City Gallery Wellington is New Zealand’s leading publisher in the visual arts, and has produced a number of award-winning catalogues and books. The three new publications follow the recent shortlisting of the book Parihaka - The Art of Passive Resistance, in the 2001 Montana New Zealand Book Awards.
Rita Angus: ‘live to
paint and paint to live’
Rita Angus is one of New
Zealand’s best known artists, yet the only publication on
her work - a 1983 exhibition publication - is long out of
print. This new book offers a fresh insight into the
artist’s working life, and explores recurrent themes and
ideas in her painting. Rita Angus features 24 full colour
plates and essays by Jill Trevelyan and curator Vita
Cochran. Jointly published by City Gallery Wellington, the
Hocken Library, University of Otago, and award-winning book
publisher Godwit / Random House. Also available from all
good bookshops. RRP $29.95.
A Tourist in Paradise Lost:
The Art of Michael Illingworth
Accompanying the major
survey exhibition of the same name, this publication
provides important new research and commentary on a
previously little-documented artist, and positions him as a
major figure in New Zealand’s art history. It features
essays by exhibition curators Damian Skinner and Aaron
Lister; and poet Kevin Ireland, a long-standing friend of
Illingworth, along with 16 colour plates, colour and black
and white photographs of the artist, and a chronology.
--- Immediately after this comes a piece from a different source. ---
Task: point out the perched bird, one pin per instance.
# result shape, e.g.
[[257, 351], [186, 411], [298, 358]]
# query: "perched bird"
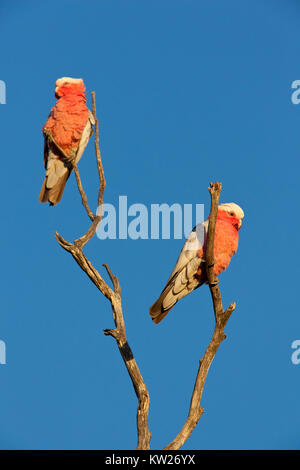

Published by City Gallery Wellington. $24.95.
Gavin
Hipkins: The Homely
Gavin Hipkins emerged in the 1990s as
one of New Zealand’s foremost young photographers. This
48-page illustrated publication follows the artist’s concept
of the project as a ‘post-colonial Gothic novel’. It
contains 16 colour plates of artworks, along with several
black and white images, and three essays exploring the New
Zealand and international contexts of his work. With
generous support from Creative New Zealand. $14.95.